El príncipe se prosternó.
—Pero esa hurí está sujeta á un espíritu rebelde, y duerme encantada hace más de ochocientos años. ¿Tienes valor para luchar por ella con los espíritus invisibles?
—Mi fortaleza está en Allah, contestó el príncipe.
—¿Vacilarás una vez aceptada la empresa?
—No.
—Pues bien, levántate y escucha: en las tierras de Occidente veo una altísima sierra, cuya cima toca á las nubes; al pié de esa sierra hay una ciudad tendida sobre tres montes: en el de en medio dominando á la ciudad, hay un fuerte castillo, y en el castillo una torre misteriosa: no hay guardas en sus almenas, ni en sus muros anidan aves, ni pié humano pasa sin temblar á su alrededor: en esta torre está encantada la querida de tu corazon; para llegar hasta ella, tendrás que pasar siete suelos; en cada uno de aquellos suelos hay un murciélago maldito: en cada uno de estos murciélagos vive encantado un espíritu condenado.
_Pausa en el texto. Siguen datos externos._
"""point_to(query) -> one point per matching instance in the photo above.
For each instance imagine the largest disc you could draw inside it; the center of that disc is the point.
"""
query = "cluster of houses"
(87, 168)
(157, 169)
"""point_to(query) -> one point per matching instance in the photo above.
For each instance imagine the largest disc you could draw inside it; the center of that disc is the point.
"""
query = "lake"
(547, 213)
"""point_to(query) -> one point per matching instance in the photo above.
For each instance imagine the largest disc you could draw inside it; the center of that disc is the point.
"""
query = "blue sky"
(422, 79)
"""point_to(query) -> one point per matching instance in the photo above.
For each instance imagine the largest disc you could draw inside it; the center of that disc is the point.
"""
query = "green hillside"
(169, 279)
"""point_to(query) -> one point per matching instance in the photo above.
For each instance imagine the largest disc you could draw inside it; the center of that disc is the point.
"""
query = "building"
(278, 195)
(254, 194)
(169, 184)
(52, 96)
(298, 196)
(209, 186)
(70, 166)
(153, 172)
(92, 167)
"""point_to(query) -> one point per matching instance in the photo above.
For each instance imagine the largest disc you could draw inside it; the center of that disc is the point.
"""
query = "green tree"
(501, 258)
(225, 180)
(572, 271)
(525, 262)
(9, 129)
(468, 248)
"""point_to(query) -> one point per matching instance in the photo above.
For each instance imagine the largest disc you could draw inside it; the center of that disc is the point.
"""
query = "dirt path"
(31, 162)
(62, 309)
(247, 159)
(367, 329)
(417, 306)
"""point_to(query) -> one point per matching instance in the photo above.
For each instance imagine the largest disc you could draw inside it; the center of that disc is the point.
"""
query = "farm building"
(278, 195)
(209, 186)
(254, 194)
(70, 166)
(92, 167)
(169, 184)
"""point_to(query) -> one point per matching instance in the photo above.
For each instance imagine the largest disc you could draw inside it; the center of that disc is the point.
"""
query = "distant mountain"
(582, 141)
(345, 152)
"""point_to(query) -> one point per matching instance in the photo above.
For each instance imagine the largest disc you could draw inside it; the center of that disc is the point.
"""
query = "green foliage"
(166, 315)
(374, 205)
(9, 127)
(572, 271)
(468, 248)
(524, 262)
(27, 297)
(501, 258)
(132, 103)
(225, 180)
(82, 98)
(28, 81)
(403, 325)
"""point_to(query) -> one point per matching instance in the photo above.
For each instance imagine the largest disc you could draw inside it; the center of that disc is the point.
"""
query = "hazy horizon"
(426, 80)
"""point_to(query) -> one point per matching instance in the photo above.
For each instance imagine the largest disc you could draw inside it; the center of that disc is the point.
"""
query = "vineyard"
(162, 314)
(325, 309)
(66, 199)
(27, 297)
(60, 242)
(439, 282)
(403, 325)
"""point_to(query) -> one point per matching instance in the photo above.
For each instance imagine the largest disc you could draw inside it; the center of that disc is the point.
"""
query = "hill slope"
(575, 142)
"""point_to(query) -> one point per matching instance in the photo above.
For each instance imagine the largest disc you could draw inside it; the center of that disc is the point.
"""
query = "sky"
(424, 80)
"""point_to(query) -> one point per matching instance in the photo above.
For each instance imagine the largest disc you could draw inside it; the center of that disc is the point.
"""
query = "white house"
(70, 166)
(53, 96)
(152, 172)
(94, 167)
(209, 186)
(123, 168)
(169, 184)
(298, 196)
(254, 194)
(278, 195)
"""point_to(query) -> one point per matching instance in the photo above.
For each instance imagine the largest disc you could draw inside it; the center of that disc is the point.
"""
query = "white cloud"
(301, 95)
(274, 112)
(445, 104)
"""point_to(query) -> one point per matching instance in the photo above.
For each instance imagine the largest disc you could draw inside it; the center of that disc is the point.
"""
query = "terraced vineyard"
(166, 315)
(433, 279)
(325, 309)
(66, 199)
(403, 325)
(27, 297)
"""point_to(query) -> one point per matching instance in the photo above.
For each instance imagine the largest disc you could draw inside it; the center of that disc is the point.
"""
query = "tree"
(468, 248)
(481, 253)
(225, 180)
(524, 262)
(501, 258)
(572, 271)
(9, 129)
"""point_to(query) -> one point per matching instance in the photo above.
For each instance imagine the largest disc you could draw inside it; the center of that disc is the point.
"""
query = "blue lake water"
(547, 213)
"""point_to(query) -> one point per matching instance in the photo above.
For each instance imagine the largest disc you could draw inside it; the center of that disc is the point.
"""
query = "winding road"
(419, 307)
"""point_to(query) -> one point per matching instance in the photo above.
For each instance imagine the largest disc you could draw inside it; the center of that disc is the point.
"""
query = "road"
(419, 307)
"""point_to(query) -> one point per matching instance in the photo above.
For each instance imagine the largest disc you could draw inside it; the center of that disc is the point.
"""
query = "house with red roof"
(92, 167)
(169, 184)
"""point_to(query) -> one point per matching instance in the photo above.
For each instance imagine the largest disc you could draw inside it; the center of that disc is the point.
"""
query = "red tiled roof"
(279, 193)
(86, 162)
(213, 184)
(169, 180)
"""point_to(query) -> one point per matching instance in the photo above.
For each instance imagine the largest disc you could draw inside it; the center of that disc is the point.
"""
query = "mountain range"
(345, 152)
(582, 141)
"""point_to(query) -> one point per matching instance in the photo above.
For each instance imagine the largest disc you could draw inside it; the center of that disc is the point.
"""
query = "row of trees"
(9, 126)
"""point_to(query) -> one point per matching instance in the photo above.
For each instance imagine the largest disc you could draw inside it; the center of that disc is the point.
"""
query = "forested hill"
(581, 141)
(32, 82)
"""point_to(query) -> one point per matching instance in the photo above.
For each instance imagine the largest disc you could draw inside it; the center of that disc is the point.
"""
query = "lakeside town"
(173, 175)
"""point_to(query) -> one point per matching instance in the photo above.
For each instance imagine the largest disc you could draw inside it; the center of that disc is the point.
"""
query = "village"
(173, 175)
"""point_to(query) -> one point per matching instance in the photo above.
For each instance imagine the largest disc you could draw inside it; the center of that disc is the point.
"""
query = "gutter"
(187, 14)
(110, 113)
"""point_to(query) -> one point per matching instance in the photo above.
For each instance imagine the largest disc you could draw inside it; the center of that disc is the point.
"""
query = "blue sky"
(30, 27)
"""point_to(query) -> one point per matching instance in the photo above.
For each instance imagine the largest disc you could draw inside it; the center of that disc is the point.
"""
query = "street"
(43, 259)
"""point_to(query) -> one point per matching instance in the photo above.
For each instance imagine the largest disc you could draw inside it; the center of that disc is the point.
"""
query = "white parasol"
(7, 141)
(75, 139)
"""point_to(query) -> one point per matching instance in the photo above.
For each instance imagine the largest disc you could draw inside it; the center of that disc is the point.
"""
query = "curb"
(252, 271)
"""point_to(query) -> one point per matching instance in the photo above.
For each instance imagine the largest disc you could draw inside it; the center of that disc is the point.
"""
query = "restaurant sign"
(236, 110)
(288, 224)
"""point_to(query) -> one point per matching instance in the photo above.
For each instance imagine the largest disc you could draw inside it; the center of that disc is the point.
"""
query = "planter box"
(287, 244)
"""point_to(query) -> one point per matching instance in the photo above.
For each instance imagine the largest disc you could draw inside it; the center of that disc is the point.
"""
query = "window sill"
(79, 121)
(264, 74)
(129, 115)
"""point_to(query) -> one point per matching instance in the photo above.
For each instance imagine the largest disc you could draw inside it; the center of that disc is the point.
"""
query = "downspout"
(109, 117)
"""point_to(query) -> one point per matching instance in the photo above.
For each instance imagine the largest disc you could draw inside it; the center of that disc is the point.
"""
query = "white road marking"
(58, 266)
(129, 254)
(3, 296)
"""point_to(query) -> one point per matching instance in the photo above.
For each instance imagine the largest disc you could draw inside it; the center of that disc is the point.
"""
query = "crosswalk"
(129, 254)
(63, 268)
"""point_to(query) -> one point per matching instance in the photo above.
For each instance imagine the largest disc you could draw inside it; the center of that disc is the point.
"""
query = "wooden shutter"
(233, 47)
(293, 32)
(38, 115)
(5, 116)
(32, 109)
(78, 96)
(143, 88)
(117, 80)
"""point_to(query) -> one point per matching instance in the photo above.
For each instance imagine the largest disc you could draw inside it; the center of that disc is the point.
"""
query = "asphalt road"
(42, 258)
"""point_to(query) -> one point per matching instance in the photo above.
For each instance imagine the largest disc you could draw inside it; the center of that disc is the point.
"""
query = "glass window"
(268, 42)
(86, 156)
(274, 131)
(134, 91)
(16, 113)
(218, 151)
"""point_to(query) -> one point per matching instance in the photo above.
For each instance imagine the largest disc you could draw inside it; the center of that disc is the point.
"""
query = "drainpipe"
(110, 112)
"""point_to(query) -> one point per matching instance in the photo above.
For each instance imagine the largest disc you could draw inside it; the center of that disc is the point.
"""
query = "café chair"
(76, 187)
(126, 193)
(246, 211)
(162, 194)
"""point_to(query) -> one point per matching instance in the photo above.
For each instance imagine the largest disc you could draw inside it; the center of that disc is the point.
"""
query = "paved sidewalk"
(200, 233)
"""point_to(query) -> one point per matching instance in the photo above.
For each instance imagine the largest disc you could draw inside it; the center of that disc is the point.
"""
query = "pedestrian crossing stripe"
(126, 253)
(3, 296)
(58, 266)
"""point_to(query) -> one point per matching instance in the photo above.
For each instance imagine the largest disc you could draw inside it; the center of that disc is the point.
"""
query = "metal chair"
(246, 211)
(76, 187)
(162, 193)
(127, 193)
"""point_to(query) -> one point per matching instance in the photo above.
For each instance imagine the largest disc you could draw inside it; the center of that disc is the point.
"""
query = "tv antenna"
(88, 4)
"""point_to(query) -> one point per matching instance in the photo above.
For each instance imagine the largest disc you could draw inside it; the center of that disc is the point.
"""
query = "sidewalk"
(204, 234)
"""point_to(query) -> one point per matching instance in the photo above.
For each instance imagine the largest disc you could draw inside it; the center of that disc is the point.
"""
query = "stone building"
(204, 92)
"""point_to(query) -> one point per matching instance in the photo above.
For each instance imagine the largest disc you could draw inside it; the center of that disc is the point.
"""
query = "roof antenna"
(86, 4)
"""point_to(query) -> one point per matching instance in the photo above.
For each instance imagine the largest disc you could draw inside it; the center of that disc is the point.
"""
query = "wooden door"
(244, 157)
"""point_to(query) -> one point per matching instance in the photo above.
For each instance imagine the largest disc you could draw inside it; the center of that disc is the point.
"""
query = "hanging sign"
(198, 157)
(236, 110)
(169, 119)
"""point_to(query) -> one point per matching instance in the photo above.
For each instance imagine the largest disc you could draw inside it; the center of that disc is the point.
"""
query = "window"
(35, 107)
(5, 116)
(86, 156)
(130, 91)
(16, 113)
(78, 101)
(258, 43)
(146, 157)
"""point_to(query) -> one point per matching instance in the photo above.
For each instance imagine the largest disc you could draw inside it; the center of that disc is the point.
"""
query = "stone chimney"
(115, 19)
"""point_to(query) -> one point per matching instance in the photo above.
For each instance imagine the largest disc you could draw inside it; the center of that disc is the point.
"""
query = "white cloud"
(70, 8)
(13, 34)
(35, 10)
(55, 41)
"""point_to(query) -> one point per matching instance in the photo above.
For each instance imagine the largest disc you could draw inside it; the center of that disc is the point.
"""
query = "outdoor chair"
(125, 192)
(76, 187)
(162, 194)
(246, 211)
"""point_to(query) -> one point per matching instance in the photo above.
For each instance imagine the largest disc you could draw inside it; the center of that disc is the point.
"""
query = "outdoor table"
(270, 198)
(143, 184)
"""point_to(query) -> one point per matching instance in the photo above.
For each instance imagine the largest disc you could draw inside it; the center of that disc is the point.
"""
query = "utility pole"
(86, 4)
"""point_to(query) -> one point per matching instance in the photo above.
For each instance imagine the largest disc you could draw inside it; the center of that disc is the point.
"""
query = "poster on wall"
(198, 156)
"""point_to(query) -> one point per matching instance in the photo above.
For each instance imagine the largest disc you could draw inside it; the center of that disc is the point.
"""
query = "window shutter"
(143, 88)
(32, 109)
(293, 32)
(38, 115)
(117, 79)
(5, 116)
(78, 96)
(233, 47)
Para llegar hasta la amada de tu alma, tendrás que vencer siete terribles encantos; si los resistes con valor, alcanzarás la posesion de la hurí blanca de los ojos negros; si vacilas un solo momento, ella y tú quedareis sepultados en el fondo de la terrible torre en una noche sin fin.
—Acepto, dijo el jóven; Dios es grande y luchará conmigo.
Entonces Abu-Kalek asió al jóven, y le llevó al patio del estanque del alcázar; inmóvil como una estátua de mármol, erguido el cuello, las orejas enhiestas y los ojos centelleantes, el caballo de batalla de Boabdil estaba en el centro de una galería: Abu-Kalek se acercó á él, y tomó de sobre su espalda la loriga, el caftan, la toca y la corona del rey.